Norman Jewison’s film was able to bring out that strength by employing two actresses (Fonda and Bancroft)who exuded conviction, and were therefore able to interchangeably represent ‘faith’, depending on what ‘faith’ is up against. The nun Agnes, whose innocence and purity is put in question, and whose vulnerability and fragility are the only things we can really be sure of, is the trigger of those debates, and the ‘lamb’ that the opposing Mother Miriam Ruth and Dr. Martha Livingston are fighting for.
What has Mel Magno’s players captured on stage, or what were they able to project, given the tough material at hand? Paw Diaz was fragile, yes. Dimples Romana as Dr. Livingston was eloquent. Lui Manansala as Mother Miriam Ruth was dignified.
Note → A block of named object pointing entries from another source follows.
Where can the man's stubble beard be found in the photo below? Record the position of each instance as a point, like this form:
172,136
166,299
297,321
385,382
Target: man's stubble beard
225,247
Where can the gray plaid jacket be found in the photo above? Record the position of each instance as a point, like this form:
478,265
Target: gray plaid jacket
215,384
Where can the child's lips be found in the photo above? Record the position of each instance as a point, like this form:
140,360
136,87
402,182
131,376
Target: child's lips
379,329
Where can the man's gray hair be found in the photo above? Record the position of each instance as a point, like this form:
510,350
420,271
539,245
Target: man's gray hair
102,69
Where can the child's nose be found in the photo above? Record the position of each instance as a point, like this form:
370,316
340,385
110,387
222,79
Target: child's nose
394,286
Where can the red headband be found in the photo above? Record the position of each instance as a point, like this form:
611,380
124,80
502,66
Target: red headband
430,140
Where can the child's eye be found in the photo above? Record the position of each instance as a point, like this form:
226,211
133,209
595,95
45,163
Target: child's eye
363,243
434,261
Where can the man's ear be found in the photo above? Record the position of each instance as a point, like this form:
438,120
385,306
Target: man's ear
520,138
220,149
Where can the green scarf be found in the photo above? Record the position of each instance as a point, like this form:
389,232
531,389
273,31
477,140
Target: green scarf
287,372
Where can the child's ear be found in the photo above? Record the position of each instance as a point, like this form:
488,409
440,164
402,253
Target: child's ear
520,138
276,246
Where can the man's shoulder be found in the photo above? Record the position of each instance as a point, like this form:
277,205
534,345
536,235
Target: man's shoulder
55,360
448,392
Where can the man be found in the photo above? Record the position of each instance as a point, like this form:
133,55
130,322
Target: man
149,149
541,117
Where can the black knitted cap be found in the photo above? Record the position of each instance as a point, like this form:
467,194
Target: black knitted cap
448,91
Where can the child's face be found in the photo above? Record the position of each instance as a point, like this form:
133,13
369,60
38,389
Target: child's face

Basic requirements of characters met.
But I don’t think an angel should have been there. It is the most solid proof that this local adaptation might have gone off at a tangent and may have taken liberties that are a bit too much. Faith’s struggle against all the things that oppose it was not dwelt upon, because as it appears, this local adaptation wanted to highlight the miracle. As a result, the viewer is taken away from questioning, and is made to take an easy relief through a vision. So, as much as I wanted to be engaged in that struggle of faith as supposed to be represented by the mother superior and the psychiatrist, I just could not suspend my disbelief anymore as that angel appeared on stage, distracting me away from the play.
As admitted by the director on the play’s souvenir program, through his inclusion of an angel character, it may be noted that he and John Pielmeier have different opinions. Surely, John Pielmeier knew his play and the heart of the matter.
Nevertheless, this is a play. And ultimately, the play is the director’s. The playwright may have conceived it, but it is the director’s baby.
If I may borrow from Sister Agnes, should I believe in this baby?
I believe in the struggle. And now I understand how the film chose not to share to us viewers what Sister Agnes might have seen (because as a kid seeing the film for the first time years ago, I did wonder if it was an angel who’s the culprit, and I wanted to be comforted by being shown one in the film, and I used to gripe about seeing only flashes of coloured lights and falling feathers and blood). We don’t need to see because it is not about seeing. One need not see to believe afterall, I believe, cliched that may be.
Now off to Shangriland. For more films. Visions, right. God sure knows how to cheer me up.